Interventions for Coronary Artery Disease

Dr T Papers, Professionals 1 Comment

In determining a treatment strategy for a patient with CAD, there are a variety of considerations that need to be made when selecting the appropriate treatment:

  • Clinical outcomes differ significantly according to the treatment choice, as has been demonstrated by currently available data from the COURAGEFREEDOM and SYNTAX trials, and emphasize that CABG is superior in the long-term treatment of revascularization in some patients with two-vessel diseases and most patients with three-vessels or Left Main CAD.
  • For long–term graft patency the use of the Left Internal Mammary Artery bypass to LAD has long proven to be vastly superior to any other intervention. In the few hospitals where Off-Pump minimally invasive CABG (MIDCAB), using LIMA to LAD[1] has been compared with LAD-PCI[2], target vessel-related recurrence of angina was significantly higher in the DES group than in the MIDCAB group.
  • In addition, economic analysis from the ACRE study[3] has shown that after one year CABG is more cost-effective than PCI, based on the costs of CABG or PCI (including hospital stay), drugs, admissions for chest pain, general practitioner visits, outpatient appointments, and visits to the emergency room.
  • In comparison with CABG, the high costs of PCI, recurrence of angina, absence of a mortality benefit and thus absence of a marked gain in quality of life and especially, the ongoing need for repeat procedures, have all been reported in these other trials.
  • New Data from the PCI Fractional Flow Reserve FAME 1 and 2 trials have shown that among patients with ischemic stenoses (FFR <0.80), PCI was suprerior to the best available medical therapy alone, but not in non-ischemic lesions (FFR>0.80). 
  • PCI interventions have increased rapidly during the past 10-15 years, without consideration of the medical/economic consequences, or the 2012 AHA Standard of Care Recommendations that include CABG for patients with 3V CAD and L main disease, especially in diabetics and those with reduced cardiac function:

“CABG remains the standard of care for patients with three-vessel or left main coronary artery disease”[4]

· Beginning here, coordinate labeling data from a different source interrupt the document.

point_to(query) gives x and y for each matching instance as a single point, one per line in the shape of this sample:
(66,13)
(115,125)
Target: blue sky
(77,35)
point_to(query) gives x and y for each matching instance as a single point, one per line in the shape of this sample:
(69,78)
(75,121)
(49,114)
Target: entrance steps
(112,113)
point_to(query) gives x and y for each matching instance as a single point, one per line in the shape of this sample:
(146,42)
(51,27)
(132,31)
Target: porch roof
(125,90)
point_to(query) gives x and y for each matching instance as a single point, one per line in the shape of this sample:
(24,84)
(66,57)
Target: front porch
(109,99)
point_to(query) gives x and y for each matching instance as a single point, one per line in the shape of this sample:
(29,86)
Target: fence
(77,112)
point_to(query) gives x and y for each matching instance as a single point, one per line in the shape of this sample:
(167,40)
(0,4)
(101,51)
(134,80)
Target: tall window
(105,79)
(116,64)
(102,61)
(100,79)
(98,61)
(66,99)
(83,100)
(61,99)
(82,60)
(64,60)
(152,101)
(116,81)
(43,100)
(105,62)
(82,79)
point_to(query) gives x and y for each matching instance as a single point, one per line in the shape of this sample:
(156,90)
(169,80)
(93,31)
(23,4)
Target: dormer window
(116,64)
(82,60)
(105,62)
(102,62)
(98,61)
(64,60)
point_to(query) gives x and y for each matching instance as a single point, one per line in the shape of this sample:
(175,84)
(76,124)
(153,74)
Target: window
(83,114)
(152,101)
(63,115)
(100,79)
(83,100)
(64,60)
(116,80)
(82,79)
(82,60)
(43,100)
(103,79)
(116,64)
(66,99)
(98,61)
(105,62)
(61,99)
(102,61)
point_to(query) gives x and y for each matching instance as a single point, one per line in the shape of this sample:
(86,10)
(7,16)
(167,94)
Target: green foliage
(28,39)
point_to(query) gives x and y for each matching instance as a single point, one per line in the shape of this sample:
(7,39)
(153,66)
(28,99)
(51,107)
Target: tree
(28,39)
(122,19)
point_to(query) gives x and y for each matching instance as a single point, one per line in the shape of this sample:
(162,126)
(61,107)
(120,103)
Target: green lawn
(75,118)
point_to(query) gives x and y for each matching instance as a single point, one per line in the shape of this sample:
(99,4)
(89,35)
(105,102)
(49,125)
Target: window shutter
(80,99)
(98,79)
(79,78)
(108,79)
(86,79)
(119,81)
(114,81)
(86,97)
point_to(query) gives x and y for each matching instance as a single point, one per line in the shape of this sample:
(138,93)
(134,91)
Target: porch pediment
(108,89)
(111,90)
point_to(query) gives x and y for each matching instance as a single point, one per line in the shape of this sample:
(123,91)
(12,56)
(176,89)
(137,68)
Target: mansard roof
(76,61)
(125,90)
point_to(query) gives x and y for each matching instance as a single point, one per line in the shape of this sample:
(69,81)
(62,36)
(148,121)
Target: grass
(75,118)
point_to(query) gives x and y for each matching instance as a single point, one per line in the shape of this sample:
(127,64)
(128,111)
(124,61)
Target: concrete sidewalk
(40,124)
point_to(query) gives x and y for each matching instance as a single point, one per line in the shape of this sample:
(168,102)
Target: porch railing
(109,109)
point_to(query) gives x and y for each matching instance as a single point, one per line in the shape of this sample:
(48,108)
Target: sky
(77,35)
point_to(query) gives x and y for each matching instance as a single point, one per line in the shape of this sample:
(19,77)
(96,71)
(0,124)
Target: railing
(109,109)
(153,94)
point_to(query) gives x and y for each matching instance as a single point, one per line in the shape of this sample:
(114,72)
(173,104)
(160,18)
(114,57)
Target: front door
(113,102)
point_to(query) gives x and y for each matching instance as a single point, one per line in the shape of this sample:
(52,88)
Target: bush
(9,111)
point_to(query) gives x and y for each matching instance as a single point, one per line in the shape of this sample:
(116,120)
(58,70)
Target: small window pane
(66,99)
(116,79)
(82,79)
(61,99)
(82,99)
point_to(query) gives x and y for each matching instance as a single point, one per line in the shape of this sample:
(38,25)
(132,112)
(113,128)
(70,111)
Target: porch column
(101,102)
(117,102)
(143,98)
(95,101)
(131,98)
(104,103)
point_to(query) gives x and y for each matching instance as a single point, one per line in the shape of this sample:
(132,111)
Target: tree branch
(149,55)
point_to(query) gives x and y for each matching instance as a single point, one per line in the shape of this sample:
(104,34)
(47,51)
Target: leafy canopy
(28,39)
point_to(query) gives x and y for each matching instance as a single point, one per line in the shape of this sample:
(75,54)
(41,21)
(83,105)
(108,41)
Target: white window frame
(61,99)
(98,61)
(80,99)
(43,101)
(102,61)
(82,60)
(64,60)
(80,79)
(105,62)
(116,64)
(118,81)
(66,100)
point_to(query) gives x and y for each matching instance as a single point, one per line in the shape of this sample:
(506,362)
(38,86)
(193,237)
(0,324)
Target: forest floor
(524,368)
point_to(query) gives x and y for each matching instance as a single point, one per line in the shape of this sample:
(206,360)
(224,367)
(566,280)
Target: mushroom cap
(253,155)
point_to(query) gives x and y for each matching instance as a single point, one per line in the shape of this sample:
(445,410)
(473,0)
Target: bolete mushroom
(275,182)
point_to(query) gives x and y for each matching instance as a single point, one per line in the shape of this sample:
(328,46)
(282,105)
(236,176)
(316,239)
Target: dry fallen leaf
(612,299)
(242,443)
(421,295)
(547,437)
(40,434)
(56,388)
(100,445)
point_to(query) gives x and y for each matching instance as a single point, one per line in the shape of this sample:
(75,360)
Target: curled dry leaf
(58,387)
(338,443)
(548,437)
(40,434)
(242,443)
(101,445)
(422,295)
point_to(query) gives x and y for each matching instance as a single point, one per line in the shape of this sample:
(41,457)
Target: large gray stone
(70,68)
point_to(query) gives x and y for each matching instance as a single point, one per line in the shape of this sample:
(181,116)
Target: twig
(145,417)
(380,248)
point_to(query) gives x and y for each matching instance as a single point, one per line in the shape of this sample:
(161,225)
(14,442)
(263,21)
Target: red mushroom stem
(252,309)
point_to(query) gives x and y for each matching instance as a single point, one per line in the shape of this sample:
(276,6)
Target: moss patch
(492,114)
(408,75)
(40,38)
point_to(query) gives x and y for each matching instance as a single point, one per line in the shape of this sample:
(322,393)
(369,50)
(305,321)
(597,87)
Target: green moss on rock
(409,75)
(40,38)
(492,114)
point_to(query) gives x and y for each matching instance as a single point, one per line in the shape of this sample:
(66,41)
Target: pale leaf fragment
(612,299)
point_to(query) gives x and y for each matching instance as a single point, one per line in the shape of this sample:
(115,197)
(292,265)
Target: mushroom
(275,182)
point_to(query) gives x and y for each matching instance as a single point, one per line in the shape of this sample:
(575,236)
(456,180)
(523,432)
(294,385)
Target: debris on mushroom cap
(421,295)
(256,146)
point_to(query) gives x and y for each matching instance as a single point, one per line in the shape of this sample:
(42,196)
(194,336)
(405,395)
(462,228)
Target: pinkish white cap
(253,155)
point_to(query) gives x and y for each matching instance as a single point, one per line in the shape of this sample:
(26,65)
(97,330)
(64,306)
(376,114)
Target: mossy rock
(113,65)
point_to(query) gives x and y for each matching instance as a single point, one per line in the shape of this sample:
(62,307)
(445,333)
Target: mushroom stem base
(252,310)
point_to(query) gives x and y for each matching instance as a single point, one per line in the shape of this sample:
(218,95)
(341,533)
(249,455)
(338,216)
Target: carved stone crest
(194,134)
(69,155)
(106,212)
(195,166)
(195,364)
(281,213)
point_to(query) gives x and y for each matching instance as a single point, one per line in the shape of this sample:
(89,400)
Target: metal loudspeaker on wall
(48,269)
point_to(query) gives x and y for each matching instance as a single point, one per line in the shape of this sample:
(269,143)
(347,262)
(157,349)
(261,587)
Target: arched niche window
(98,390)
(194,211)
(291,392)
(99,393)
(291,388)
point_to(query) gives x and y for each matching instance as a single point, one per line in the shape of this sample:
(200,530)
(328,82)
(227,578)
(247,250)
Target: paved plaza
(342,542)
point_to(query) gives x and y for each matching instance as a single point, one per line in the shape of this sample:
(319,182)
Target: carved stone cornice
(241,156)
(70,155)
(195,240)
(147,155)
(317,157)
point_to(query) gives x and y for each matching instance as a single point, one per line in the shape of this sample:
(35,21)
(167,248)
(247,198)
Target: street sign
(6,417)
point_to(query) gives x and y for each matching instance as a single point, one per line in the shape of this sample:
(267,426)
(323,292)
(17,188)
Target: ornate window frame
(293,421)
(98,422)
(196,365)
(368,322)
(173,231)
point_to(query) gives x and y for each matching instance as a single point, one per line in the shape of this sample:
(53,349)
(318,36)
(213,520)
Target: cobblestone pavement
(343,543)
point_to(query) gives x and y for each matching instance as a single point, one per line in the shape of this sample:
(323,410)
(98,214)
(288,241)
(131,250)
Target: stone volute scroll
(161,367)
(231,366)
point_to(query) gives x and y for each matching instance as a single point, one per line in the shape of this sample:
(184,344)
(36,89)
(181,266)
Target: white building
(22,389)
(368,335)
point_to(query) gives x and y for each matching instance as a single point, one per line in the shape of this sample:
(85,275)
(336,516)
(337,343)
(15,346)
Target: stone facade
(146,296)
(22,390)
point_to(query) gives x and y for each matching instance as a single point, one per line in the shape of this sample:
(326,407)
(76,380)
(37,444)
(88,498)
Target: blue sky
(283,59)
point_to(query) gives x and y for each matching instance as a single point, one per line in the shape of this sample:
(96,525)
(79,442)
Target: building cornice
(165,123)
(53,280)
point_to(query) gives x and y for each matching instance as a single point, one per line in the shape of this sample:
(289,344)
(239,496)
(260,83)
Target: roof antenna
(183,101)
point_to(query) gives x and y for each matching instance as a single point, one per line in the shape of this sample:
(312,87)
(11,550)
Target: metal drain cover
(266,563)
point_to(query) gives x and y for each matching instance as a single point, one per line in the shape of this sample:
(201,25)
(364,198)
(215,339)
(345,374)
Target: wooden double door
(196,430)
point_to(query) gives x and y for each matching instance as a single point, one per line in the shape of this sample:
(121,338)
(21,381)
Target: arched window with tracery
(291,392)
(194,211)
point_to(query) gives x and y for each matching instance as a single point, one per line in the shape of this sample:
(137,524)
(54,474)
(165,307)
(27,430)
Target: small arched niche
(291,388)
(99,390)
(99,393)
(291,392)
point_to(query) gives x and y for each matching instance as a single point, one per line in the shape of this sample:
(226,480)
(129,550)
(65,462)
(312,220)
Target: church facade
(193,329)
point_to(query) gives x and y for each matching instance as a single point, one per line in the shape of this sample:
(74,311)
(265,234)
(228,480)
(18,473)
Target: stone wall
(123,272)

  • In contrast,  and despite all the evidence to the contrary, CABG surgery volumes have decreased from 30-50% during the same period, indicating

Objective Optimal Therapy data are not necessarily enough to assure Best Medical Practice


[1] Because of low case volumes MIDCAB is not necessarily comparable with traditional CABG with LIMA to LAD outcomes.

[2] Five-year follow-up of drug-eluting stents implantation vs. minimally invasive direct coronary artery bypass for left anterior descending artery disease: a propensity score analysis, Pierre Yves Etienne et al, European Journal of Cardio-Thoracic Surgery (2013) 1–7 doi:10.1093/ejcts/ezt137

[3] Cost effectiveness of clinically appropriate decisions on alternative treatments for angina pectoris: prospective observational study, S C Griffin et al.; BMJ, doi:10.1136/bmj.39129.442164.55

[4] “CABG remains the standard of care for patients with three-vessel or left main coronary artery disease” (Serruys et al. in N Engl J Med 360:961-972, 2009).